I am having an issue with one of my backups - large set of photo (1.5TB)
It always gets to “0 bytes to go” but never finishes (I have 4 other backups to the same destination that work fine, they are smaller, around 0.7TB).
I looked at the forum and tried to run the ANALYZE command in the DB, I tried deleting the local DB and repair from the remote data - nothing.
The live log (Profiling) shows this on the latest attempt: Jan 8, 2021 10:23 PM: ExecuteNonQuery: UPDATE “Block” SET “VolumeID” = 58636 WHERE “Hash” = “BYmqH7qGdietKJrIRUENu3nrGTa0PF7/IGg0zskVU+I=” AND “Size” = 102400 AND “VolumeID” = 58634 took 0:00:00:00.000
So we are here 14 hours later and no bueno. Any ideas what else to try?
What is the Storage Type on the Destination screen? Let’s see what retries a finished backup gets:
<job> --> Show log --> (pick) --> Complete log --> BackendStatistics --> RetryAttempts should be low.
Is this Windows with the basic install from .msi without service or special Administrators privilege use?
If so, PowerShell runs of ls $env:LOCALAPPDATA\Temp\dup-* | sort -Property LastWriteTime would let you keep an eye on how many (default remote volume size) 50 MB volumes have queued up. Default limit is 4, and at that time processing of additional ones can stop until upload congestion eases.
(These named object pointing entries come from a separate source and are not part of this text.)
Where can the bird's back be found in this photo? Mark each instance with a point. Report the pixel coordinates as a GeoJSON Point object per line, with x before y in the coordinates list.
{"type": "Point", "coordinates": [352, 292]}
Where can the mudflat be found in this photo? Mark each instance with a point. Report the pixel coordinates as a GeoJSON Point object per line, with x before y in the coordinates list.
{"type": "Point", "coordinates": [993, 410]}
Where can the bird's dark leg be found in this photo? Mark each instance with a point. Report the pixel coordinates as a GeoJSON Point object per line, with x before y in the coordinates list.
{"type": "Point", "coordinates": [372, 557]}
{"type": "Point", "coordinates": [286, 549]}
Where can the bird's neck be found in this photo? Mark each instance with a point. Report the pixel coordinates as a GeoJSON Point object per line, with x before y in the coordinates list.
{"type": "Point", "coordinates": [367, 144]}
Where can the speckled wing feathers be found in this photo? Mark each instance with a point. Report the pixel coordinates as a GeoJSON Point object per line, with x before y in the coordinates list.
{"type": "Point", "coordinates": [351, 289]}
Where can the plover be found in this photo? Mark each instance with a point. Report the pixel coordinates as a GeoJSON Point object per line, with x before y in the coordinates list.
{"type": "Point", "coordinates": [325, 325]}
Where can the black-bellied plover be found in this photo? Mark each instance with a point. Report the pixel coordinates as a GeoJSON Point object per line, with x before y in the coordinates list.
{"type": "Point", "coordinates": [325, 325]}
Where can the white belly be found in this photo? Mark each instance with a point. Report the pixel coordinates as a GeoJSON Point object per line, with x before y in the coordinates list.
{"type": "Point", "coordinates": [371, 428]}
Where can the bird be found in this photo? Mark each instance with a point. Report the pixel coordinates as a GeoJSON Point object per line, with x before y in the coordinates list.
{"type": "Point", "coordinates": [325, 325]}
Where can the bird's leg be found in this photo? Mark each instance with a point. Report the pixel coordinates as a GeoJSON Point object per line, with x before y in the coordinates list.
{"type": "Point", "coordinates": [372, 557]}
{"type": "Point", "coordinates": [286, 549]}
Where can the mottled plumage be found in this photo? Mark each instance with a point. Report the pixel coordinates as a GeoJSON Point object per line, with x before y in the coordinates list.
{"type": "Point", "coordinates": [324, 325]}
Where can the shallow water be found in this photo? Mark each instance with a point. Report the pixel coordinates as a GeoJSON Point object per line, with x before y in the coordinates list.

You can see uploads at About --> Show log --> Live --> Retry and look for progress, retries, and issues.
could be related to some of the temporary files from around that time, such as these:
It’s a guess what files are, but ones near 50 MiB (52428800) are likely future dblock files.
The last few may be smaller. Near end of backup, change data ends and gets collected.
There can be parallel processes early on, and a SpillCollectorProcess after those finish.
Leftover blocks are assigned to a different volume, e.g. your log logged 58634 to 58636. Backup hangs at the end of Backup_ProcessingFiles points to code I think is doing that.
It’s too bad the live log doesn’t show seconds (unlike the log-file version) to clarify order.
For example, are the short files the leftovers being collected or results of the collection?
One thing you could do is to try opening the last few temporary files with a .zip program.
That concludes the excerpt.